Segundo estudos, o distúrbio pode ser causado tanto por problemas físicos como por fatores emocionais e é muito mais comum do que se imagina. No site do Instituto Brasileiro de Fluência (www.gagueira.org.br), é possível ver diversos depoimentos de pessoas que passam ou já tiveram a disfluência na fala, como os atores Murilo Benício e Malvino Salvador.


Outro exemplo é o escritor José Saramago, que faleceu na última sexta-feira (18) e falou sobre o problema em uma entrevista:
– “Aqueles que gozam da sorte de uma palavra solta, de uma frase fluida, não podem imaginar o sofrimento dos outros, esses que no mesmo instante em que abrem a boca para  falar já sabem que irão ser objeto da estranheza ou, pior ainda, do riso do interlocutor. Com a passagem do tempo acabei por criar, sem ajuda, pequenos truques de elocução (…) A gagueira, no meu caso, passou a ser uma pálida sombra do que foi na infância e na adolescência. Aprendi à minha própria custa”.


O que é?
A gagueira, ou disfluência na fala, é caracterizada principalmente pelas repetições, prolongamentos ou bloqueios. “Existe também falha no ritmo, um grande esforço durante a fala e a grande possibilidade de frases incompletas. As pessoas  com esta dificuldade também podem apresentar medo das palavras, ter sempre conflito entre o falar e o não falar”, explica a fonoaudióloga Andréa Coelho.


Com todos estes sintomas, uma simples frase pode demorar minutos para ser dita.  Segundo a especialista, familiares e amigos não devem ajudar a completar a frase e muito mesmo tirar sarro da situação. “Isto faz com que a pessoa sinta cada vez mais vergonha e desenvolva outros problemas como depressão”, explica.


De acordo com Andréa, a maioria dos casos que aparece é devido a problemas psicológicos, por algum trauma ou um susto. “Quando criança, um dos meus pacientes, por exemplo, se escondia todos os dias quando ouvia o vendedor de ovos passando pela sua rua. Um dia o pai o levou a força para mostrar que não havia nada de errado. Desde então ele começou a gaguejar”, ressalta.


Ansiedade
A gagueira pode não aparecer em todo o tempo. Em muitos casos, o problema se desenvolve e tende a piorar em situações de tensão e ansiedade. “Tenho um paciente, por exemplo, que toda vez que o chefe fala com ele, a gagueira aumenta ainda mais”, explica.


Outro fato curioso é o de pessoas que quando sobem ao palco, cantam ou mesmo realizam palestras para um público grande, deixam imediatamente de gaguejar.
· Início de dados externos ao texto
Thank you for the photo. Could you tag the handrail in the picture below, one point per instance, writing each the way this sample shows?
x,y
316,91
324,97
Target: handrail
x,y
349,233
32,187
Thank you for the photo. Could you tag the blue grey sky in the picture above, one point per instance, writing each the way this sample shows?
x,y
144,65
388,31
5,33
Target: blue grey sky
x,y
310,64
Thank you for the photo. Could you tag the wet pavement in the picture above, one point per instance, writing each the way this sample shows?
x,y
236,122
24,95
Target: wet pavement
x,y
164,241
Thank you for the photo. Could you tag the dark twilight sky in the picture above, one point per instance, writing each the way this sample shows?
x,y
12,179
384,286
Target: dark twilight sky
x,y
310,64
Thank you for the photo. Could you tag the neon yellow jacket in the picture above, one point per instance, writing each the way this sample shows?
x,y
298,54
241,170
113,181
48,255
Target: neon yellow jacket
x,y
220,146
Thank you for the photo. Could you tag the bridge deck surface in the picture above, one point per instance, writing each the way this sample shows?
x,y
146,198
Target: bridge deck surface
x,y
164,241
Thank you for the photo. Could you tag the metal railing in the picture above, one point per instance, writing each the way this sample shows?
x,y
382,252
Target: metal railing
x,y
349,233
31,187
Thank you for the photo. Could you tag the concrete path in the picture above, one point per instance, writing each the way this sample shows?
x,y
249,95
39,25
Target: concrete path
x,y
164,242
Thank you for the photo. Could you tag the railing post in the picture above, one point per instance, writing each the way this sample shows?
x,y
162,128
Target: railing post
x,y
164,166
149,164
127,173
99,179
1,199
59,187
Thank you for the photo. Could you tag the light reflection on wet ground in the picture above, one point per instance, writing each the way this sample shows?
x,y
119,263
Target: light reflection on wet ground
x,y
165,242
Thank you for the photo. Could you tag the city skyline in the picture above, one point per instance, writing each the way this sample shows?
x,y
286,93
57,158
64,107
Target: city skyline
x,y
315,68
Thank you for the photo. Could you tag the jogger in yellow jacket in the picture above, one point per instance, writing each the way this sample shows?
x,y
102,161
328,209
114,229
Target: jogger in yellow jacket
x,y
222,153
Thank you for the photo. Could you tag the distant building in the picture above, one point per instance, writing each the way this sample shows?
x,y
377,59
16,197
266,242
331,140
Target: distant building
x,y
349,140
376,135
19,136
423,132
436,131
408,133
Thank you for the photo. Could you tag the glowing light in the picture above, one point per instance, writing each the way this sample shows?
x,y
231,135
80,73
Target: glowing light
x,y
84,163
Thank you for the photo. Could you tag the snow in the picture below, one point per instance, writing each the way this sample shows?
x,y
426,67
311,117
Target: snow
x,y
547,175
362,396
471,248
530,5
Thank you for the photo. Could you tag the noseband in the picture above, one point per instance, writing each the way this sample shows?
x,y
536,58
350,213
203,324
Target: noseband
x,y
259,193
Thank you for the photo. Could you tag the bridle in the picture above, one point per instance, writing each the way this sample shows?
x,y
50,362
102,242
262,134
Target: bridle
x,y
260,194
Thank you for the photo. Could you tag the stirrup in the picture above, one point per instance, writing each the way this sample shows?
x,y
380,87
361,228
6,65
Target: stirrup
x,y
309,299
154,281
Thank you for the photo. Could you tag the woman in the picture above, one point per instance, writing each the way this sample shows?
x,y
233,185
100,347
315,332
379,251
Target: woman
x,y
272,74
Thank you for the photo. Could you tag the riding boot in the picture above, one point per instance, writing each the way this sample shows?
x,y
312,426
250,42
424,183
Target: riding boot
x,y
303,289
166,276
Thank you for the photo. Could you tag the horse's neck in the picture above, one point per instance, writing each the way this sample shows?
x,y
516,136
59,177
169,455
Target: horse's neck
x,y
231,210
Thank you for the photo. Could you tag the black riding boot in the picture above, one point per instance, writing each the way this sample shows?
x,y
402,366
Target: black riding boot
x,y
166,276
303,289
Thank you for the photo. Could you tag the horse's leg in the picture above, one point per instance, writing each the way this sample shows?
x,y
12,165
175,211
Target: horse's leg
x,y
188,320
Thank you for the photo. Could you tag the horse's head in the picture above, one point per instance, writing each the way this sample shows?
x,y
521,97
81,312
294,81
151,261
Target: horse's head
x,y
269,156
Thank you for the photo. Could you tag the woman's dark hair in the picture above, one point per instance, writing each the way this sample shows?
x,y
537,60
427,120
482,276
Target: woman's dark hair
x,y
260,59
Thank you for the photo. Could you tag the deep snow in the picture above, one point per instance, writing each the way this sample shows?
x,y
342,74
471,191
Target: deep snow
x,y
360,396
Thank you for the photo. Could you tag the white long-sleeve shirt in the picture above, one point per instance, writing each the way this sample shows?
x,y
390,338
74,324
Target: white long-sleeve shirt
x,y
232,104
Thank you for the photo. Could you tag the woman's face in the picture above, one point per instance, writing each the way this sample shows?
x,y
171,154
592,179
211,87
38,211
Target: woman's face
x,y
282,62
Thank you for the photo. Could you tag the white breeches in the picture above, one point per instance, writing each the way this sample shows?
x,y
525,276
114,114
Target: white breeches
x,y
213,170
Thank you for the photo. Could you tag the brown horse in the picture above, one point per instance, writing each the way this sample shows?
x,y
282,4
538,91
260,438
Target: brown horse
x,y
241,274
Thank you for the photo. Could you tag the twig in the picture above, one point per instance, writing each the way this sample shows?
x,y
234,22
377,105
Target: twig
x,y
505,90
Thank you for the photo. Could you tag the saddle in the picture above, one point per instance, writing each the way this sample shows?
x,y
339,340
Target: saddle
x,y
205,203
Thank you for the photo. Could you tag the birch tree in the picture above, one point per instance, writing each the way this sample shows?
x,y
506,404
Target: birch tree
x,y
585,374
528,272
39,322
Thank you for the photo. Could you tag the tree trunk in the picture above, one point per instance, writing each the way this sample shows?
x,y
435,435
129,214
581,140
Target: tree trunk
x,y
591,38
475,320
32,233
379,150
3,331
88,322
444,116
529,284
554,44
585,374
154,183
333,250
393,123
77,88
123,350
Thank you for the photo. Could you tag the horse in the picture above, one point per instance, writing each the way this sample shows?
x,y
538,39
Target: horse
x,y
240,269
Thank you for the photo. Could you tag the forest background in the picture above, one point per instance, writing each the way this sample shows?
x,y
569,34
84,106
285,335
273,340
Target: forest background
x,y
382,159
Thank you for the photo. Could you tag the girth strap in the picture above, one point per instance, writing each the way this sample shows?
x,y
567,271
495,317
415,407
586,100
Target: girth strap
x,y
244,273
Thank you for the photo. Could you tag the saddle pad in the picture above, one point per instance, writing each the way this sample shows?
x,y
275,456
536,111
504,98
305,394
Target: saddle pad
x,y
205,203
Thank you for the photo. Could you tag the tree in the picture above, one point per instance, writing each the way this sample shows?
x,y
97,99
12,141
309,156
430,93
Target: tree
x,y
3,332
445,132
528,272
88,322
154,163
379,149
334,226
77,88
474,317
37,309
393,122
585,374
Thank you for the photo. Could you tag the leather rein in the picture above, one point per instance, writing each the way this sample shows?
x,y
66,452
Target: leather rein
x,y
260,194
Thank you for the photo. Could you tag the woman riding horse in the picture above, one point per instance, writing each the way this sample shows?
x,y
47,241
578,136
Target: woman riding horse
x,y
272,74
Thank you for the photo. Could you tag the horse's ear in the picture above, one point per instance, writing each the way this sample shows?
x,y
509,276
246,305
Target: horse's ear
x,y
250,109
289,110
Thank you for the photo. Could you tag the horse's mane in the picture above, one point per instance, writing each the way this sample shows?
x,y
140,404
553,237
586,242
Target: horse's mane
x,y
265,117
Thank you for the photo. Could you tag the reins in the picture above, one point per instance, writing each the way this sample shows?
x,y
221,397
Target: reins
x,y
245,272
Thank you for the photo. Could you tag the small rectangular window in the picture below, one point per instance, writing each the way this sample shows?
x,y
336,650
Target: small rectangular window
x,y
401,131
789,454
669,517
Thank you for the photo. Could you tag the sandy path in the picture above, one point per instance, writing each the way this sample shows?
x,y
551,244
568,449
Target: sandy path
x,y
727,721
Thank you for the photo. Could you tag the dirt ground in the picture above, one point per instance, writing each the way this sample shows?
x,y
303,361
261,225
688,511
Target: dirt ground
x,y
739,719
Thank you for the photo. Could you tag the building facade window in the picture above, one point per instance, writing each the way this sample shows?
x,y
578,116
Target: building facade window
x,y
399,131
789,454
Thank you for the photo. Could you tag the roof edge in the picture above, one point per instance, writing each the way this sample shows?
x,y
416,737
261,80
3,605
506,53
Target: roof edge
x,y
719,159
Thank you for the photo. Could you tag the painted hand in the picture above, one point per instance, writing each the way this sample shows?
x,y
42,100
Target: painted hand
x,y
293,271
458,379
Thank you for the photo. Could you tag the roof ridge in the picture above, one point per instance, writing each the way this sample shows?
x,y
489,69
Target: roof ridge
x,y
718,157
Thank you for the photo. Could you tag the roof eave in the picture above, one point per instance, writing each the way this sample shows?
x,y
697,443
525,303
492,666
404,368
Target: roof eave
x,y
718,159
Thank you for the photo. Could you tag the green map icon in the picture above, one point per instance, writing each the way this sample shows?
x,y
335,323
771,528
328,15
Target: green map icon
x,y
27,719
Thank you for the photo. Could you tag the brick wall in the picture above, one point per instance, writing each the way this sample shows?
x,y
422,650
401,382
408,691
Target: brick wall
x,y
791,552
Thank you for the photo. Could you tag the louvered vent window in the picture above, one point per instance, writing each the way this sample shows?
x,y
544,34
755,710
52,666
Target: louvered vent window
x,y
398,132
Mas logo quando acabam a apresentação voltam a ter o distúrbio. “Estas ações utilizam o lado direito do cérebro, o que pode ser uma explicação para que isso ocorra. Na verdade, pouco se sabe sobre todas as causas do problema”, diz.


Cura
O tratamento é realizado por três profissionais que trabalham em conjunto. O psicólogo, que ajuda a descobrir se existe algum trauma que ocasionou o distúrbio, e trabalha também com a auto-estima do paciente. Por sua vez, o otorrinolaringologista tem o objetivo de detectar se existe algum problema físico que está acarretando a gagueira. E, por fim, o fonoaudiólogo, que ajuda na reabilitação da fala.


“Além das consultas semanais, a pessoa precisa fazer uma série de exercícios diários, por 15 a 20 minutos. Não é um tratamento fácil e nem rápido, mas com seis meses a diferença é notável”, explica a fonoaudióloga. Segundo Andréa, o tempo do tratamento depende também do grau de gagueira, que pode ser leve, moderada ou severa.


Outro fator que ajuda, de acordo com a fonoaudióloga, é procurar apoio o quanto antes. “Quando a criança começa a falar, os pais já podem ficar atentos para ver se não existe qualquer dificuldade na fala. Nesta idade é muito comum que não seja nada, mas depois dos sete anos o problema fica mais visível e o ideal é procurar um tratamento”.


Segundo Andréa, quanto mais tempo se fala errado, mais o cérebro associa a maneira de se expressar como se fosse a correta, o que dificulta muito a cura. “O ideal é sempre trabalharmos com a prevenção do problema, evitando com que a crianças passe por constrangimentos ainda maiores na escola”, explica.